To all appearances, Nepomniachtchi had the upper hand in speed, preparation and position today, and even if his superiority was not deadly, it was likely a rare opportunity to have this trifecta in a title match.

When the time control was reached at move 40, the champion was visibly relaxed, and confident that he no longer had anything to fear on the board. After brief reflection, Nepomniachtchi agreed, and initiated a repetition of moves that signalled the fifth consecutive draw of the match.        

A new detail

Although the players exchanged a few words after the end of play, for the first time, they didn't linger and have a longer discussion of the critical points in the game. Previous title challenger, US GM Fabiano Caruana, said he read Nepomniachtchi's reticence and expression as a sign the challenger was angry with an opportunity missed, even if his advantage had never been decisive.

Regardless of how he arrived, Carlsen was visibly subdued and weary after the game and confirmed the in-game assessments of commentators, identifying white's 20th as a welcome surprise, and that he had been under more pressure in the endgame than he had anticipated. "The tension is rising, and it's becoming clearer and clearer that it's going to be hard for either of us to break through … it's not easy," Carlsen said.

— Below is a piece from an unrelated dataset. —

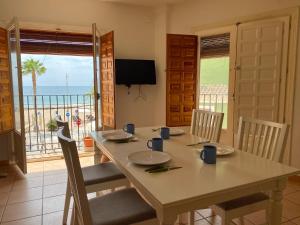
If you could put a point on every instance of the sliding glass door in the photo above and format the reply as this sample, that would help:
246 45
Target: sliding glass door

Nepomniachtchi admitted that he felt he could have done more to test his opponent. "Of course, I am disappointed. You are not happy, obviously I should have tried harder to use the momentum."

Local colour

In a pre-match podcast interview in Norway, Carlsen was reminded about how he had opened his title defence vs. Sergey Karjakin in New York 2016 by playing the slightly offbeat Trompovsky Opening, known as 'The Tromp', which he admitted was a punny way of referring to the then-recent presidential election of Donald Trump.

Magnus told the interviewer, his chum Magnus Barstad, who is present in Dubai, that he did have a local tribute planned for this match but that it would not be on the board. No one having spotted anything so far, Barstad was quizzed about it and told Norwegian broadcaster NRK that this homage was coming soon. This little mystery has given spectators, particularly Norwegians who would have heard the podcast well in advance, another thing to watch for.

Update: Barstad confirmed today the tribute is planned … but postponed.

Coming up

The players now have a day's rest, with the next block of three games starting on 3 December. This will be Carlsen's chance to have two whites between rest days, and the colours will then be balanced after eight games.

FACT SHEET, Game 5, FIDE (International Chess Federation) World Championship:

White: Ian Nepomniachtchi

Black: Magnus Carlsen

Result:  ½-½

Match score: 2½-2½

Game length: 42 moves

Opening: Ruy Lopez

Variation: Anti-Marshall

Trivia: Tomorrow is a rest day in the match but the beginning of a four-day celebration of the 50th anniversary of the UAE's Union Day.